The Wii is emerging as a useful therapeutic tool that can improve balance, coordination and other skills needed in daily life. The device consists of compact wireless hand controls and a computer game console that connects to a television. Software programs simulate tennis, golf, bowling, target practice and other sports. The patient uses the hand controls to mimic the movements associated with the sport and participate in the game’s virtual reality. 

“It’s pretty amazing,” says Dawn Lucier, physical therapist and RHCI’s Neuro Education Coordinator. “Decades of research show that practicing specific tasks and repetition are key to recovery in patients with stroke and brain injury. The Wii allows us to engage patients in dynamic activities while providing the repetitive task practice that is key to their recovery. And it’s fun. It’s great for motivation.” 

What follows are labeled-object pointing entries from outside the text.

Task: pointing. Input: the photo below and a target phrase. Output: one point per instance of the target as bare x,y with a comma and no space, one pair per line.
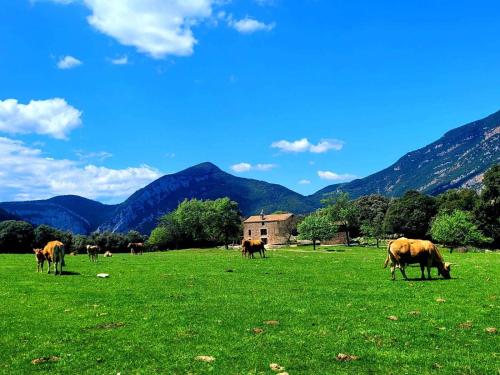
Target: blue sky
100,97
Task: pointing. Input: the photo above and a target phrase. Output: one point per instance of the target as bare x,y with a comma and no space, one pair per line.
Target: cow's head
445,271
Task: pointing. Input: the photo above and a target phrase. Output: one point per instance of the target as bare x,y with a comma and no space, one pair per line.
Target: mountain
67,212
203,181
4,215
458,159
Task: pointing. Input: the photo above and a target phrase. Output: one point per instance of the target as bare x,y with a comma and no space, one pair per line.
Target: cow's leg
422,266
393,275
402,269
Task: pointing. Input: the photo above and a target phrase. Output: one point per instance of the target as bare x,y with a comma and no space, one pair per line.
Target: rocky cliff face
458,159
77,214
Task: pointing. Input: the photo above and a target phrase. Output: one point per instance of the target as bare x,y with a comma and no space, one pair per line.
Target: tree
16,236
457,229
410,215
341,210
487,211
134,236
317,227
371,210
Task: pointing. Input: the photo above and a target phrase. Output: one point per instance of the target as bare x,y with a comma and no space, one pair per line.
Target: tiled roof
268,218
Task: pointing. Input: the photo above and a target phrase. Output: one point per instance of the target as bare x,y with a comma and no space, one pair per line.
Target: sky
101,97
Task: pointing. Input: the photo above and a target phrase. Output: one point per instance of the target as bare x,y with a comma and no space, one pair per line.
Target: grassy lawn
159,311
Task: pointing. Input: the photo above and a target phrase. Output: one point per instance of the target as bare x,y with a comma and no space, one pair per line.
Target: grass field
159,311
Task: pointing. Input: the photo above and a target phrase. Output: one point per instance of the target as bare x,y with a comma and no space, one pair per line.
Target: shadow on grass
70,273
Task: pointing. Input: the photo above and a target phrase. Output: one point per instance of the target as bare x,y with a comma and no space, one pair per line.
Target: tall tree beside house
487,211
340,209
457,229
410,215
317,227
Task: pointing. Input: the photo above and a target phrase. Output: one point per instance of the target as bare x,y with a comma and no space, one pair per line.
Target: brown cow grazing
40,259
54,253
249,247
136,248
93,251
404,251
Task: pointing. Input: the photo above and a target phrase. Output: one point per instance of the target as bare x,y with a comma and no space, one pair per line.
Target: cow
404,251
40,259
249,247
136,248
54,253
93,251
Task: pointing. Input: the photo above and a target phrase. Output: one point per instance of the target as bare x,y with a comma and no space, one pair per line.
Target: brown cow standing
136,248
40,259
404,251
54,253
249,247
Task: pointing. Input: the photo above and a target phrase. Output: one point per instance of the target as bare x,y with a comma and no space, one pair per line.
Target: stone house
271,229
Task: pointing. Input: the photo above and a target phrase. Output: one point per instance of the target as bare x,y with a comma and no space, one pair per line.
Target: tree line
457,217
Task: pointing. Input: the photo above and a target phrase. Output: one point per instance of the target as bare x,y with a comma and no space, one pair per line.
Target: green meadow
297,308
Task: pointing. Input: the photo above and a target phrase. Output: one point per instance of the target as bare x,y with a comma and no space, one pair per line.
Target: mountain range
458,159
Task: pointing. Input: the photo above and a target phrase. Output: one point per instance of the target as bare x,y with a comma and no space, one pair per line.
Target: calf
249,247
40,259
136,248
54,253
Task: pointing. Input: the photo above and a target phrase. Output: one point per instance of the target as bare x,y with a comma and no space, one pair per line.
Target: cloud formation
247,167
249,25
332,176
27,174
158,28
68,62
303,145
53,117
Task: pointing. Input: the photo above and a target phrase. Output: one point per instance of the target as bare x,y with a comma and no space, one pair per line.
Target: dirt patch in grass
105,326
40,360
271,322
341,357
205,358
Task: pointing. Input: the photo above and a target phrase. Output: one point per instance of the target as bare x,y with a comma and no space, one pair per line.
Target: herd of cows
400,253
53,253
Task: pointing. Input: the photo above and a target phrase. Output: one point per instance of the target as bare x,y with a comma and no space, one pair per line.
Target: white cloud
303,145
332,176
68,62
247,167
28,174
327,145
119,61
53,117
249,25
155,27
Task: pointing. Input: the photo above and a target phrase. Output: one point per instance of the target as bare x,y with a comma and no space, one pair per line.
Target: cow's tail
388,259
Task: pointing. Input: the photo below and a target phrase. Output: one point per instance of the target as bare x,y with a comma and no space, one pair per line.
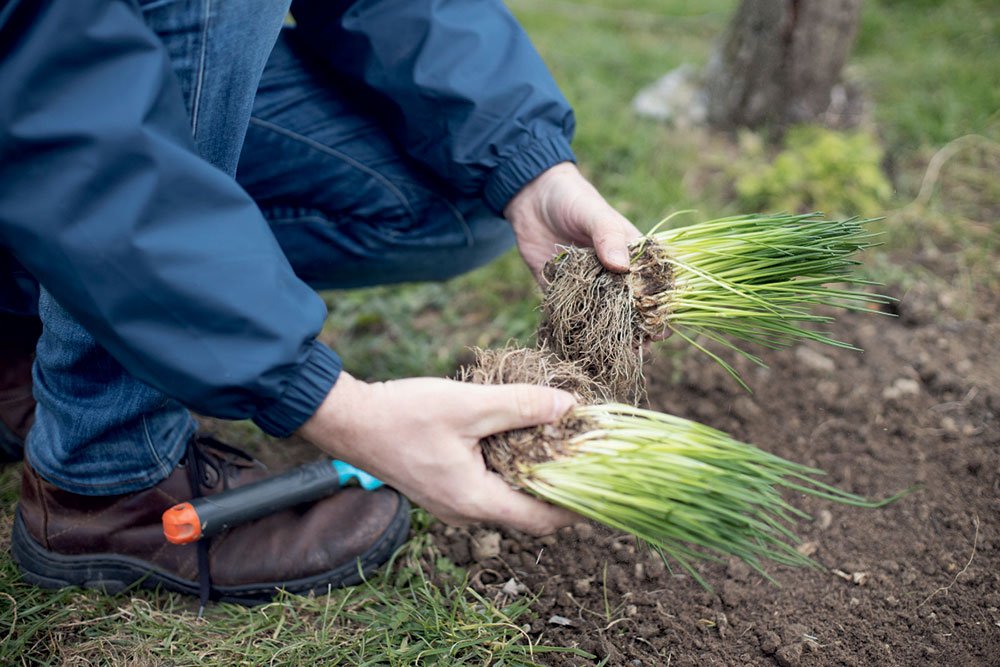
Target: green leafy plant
817,168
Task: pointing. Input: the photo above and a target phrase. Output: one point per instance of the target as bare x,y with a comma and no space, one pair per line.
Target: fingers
504,407
611,233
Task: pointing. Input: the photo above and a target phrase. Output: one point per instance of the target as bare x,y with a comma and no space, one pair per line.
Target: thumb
612,233
504,407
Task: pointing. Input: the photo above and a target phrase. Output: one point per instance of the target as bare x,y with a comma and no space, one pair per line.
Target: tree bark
778,62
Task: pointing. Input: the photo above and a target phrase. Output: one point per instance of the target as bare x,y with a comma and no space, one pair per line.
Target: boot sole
113,573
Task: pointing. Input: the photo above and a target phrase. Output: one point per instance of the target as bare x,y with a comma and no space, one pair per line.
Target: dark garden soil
914,583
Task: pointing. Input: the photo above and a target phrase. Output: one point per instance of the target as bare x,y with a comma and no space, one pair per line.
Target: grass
419,610
931,69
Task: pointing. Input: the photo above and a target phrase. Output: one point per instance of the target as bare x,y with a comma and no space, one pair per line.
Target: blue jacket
165,259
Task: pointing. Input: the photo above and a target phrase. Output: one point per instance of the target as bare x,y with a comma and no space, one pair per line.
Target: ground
916,582
913,583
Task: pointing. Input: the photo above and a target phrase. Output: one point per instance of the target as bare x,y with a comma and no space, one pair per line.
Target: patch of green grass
931,69
426,328
419,610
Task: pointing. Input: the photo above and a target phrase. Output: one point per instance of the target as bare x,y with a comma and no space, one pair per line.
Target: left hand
560,207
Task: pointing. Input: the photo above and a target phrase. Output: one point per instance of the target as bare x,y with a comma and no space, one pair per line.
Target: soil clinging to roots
601,319
511,453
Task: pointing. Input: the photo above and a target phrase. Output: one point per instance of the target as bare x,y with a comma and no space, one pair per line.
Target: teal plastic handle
347,473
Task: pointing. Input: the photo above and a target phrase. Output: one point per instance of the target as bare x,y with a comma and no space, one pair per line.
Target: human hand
560,207
421,436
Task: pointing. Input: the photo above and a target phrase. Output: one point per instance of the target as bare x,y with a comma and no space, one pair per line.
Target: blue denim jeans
346,206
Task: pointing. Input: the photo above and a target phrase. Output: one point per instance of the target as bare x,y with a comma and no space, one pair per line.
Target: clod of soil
508,453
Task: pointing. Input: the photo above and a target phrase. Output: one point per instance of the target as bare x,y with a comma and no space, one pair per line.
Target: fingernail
564,402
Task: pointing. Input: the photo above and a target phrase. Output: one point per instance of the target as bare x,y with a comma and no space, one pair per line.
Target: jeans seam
150,445
295,136
200,79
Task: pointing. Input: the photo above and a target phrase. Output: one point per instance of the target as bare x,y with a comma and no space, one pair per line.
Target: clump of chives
688,490
743,279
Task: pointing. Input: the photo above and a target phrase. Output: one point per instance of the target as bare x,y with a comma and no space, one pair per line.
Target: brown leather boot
63,539
18,336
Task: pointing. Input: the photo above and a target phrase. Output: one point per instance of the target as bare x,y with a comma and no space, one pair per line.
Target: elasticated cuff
507,180
307,389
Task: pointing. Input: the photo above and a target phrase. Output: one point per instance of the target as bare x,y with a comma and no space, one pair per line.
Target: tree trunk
779,61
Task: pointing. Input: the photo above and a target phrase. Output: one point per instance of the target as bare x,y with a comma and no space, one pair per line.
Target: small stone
810,358
789,656
827,390
794,632
900,388
485,544
514,588
769,642
807,548
745,408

For example, instead of stepping onto and off of a step repeatedly to practice balance and weight shifting, the patient can play tennis. Instead of reaching for cones, the patient can swing a bat or roll a bowling ball. A patient using the tennis game works on a multitude of skills, including hand-eye coordination, visual scanning, control of arms and shoulders, sitting or standing balance and weight shifting.

“It’s a fantastic tool for the right patient,” agrees Matthew Keilty, occupational therapist, who notes that it can be effective even with patients who have never played video games. “It can be an advantage to capture the patient’s full attention with something that’s new. The interactive nature of the game holds the patient’s attention longer, so we can use it to build endurance.” 

One recent morning 86-year-old Dorothea (Dot) Luce of Buzzards Bay stood side-by-side with Mary Farnham, physical therapy assistant, and practiced bowling. Hospitalized with an infection that aggravated her chronic pain and left her seriously debilitated, Mrs. Luce was using the Wii to improve standing, balance and walking–and to build endurance.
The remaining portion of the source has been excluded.